Um dia a mãe mandou o filho
lavar umas tripas no mar. As tripas eram muitas, e viu um navio ao longe, que
ia fazer uma viagem. Começou a chamar com um pano branco na mão.
O navio aproximou-se, e os
homens que vinham dentro perguntaram-lhe para que era que ele tinha chamado.
Ele disse-lhes que era para lhe ajudarem a lavar as tripas. Eles deram-lhe uma
grande sova e disseram-lhe que ele devia dizer “Boa viagem! Boa viagem!”.
Ele foi para casa, disse à mãe o
que lhe tinha sucedido. A mãe disse-lhe que ele devia dizer “Haja sangue! Haja
sangue!”
O tolo foi uma vez pela estrada
adiante, e entrou numa igreja, onde se estava a celebrar um casamento.
Ele pôs-se à porta e disse:
– Haja sangue! Haja Sangue!
E o noivo, ouvindo dizer isto,
pegou num cacete para lhe dar uma coça, e o tolo fugiu, e o noivo disse-lhe que
devia dizer “Sejam felizes! Sejam felizes!”.
Foi outra vez por uma estrada
adiante e viu um enterro numa igreja. Pôs-se a dançar, a cantar e a dizer:
– Sejam felizes! Sejam felizes!
Um convidado aborreceu-se daquele barulho, veio cá fora com um pau,
deu-lhe uma cacetada e disse-lhe que ele devia ajoelhar-se e rezar.

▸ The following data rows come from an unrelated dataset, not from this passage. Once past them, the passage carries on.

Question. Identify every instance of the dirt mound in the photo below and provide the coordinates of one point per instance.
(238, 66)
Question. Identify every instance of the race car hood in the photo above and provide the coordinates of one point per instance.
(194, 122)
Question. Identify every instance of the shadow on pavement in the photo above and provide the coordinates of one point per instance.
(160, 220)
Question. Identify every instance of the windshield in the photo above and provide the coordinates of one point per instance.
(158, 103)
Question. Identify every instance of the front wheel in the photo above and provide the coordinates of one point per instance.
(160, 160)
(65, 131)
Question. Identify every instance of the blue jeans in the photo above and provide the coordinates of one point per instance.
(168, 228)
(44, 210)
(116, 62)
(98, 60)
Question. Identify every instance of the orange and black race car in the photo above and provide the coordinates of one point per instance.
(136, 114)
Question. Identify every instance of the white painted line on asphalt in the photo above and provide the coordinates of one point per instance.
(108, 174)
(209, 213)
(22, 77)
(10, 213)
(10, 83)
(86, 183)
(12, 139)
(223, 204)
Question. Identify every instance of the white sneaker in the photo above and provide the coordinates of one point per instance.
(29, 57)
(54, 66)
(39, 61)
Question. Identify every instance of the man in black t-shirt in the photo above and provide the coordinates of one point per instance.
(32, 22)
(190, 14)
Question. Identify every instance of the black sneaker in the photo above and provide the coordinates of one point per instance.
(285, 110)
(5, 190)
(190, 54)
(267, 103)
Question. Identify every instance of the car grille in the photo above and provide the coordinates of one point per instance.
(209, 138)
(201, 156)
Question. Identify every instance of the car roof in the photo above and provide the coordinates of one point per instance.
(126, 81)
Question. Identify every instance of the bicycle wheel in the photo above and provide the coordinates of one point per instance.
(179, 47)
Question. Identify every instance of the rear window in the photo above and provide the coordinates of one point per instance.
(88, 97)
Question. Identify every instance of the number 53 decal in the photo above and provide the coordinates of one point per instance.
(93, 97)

Ele foi para casa e disse à mãe tudo. A mãe disse-lhe que ele devia
rezar.
No dia seguinte viu um burro a dormir. Ajoelhou-se ao pé dele e rezou
por muito tempo.
Veio para casa e disse à mãe o que tinha feito. A mãe disse-lhe que,
quando visse o burro a dormir, que lhe espetasse uma faca.
No dia seguinte viu um homem a dormir e disse:
– Deixa, que vou fazer o que a minha mãe me disse.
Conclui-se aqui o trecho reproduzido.